Add API for concatenating images
mheppner opened this issue · 6 comments
With the current thunder.images.fromtif()
call, either a single image or a glob of images in a directory can be loaded. To load specific images, you have to do something like this:
rdds = [
thunder.images.fromtif('path1'),
thunder.images.fromtif('path2'),
]
bigRdd = sc.union(rdds)
data = thunder.images.fromrdd(bigRdd)
In addition to the other methods mentioned in #331, an API could be added to concatenate image objects, like this:
data1 = thunder.images.fromtif('path1')
data2 = thunder.images.fromttif('path2')
data = data1.concatenate(data2)
@mheppner
I think this use case is handled by thunder.images.fromlist()
, which takes a list of files and a function for loading each file.
So in your example, you would do something like this:
# list of paths to images
im_paths = ['path_to_image_1', 'path_to_image_2']
# a function that takes a path and returns image data
def tif_loader(path):
from skimage.io import imread
return imread(path)
data = thunder.images.fromlist(im_paths, accessor=tif_loader)
Does this work for you? (Personally I like this a lot more than the thunder.images.fromtif()
approach...)
That could work too, but it takes away from some of the magic of using .fromtif()
. I could supply my own accessor, but I would really just be copying the one already in .fromtif()
, which feels a bit odd to me.
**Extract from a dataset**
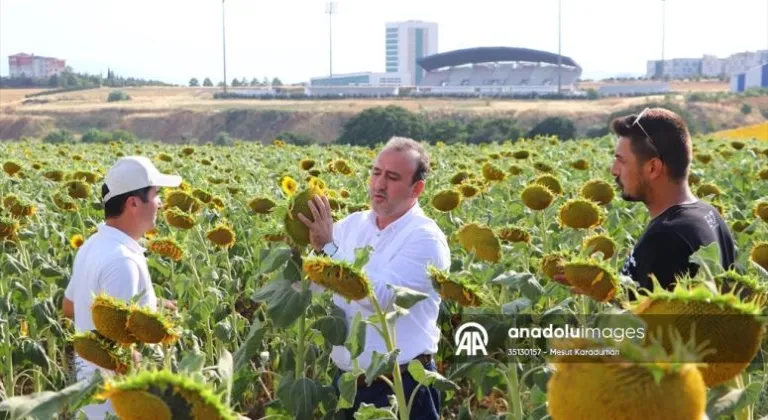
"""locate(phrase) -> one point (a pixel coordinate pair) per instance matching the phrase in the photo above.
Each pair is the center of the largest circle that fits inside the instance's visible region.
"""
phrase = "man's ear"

I guess this would ultimately come down to changing .frompath()
. Regardless, I can either give it a single file, an entire directory of files, or a glob pattern, but there's no way to load just a specific set of files.
The use case I have is to search a database to get paths of tifs to load into a thunder set. The only way of doing this is either to copy all the files into a temporary directory, or the method I mentioned above of joining all the RDDs. #331 is going to be more useful than this issue, but I figured I'd add it anyways. I think it still might be useful to concatenate images together though.
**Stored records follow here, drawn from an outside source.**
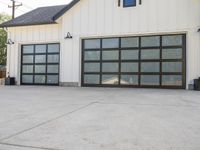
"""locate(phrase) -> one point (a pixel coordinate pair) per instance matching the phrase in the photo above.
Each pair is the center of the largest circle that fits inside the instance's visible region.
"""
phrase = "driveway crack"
(25, 146)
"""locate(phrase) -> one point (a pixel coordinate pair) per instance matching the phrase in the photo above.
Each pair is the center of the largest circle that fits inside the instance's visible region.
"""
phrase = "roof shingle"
(39, 16)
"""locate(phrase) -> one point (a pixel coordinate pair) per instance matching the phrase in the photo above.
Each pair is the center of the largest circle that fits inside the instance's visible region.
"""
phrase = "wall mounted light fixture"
(69, 36)
(10, 42)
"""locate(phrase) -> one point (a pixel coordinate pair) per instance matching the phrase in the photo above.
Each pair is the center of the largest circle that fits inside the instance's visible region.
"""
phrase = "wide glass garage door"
(40, 64)
(144, 61)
What magic is there in using .fromtif()
? Maybe I'm coming from a different perspective because I work with a variety of image formats, but the .fromlist()
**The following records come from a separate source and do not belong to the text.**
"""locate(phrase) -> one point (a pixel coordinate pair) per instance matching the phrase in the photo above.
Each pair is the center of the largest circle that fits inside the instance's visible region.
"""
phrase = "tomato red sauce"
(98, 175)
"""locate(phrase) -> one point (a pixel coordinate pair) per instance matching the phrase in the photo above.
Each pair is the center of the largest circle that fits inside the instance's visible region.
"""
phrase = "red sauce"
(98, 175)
constructor seems about as simple and direct as you can get -- feed it a list of images, populated however you like (e.g., by searching a database) and then specify how to load the files with your own accessor. You could copy the accessor in .fromtif()
, but you could more simply use any other function for loading .tif
files. Doesn't this satisfy your use case?
Yes, that does fit the use case, but why copy something that already exists? Why can't .fromtif()
simply accept a list as well as a string?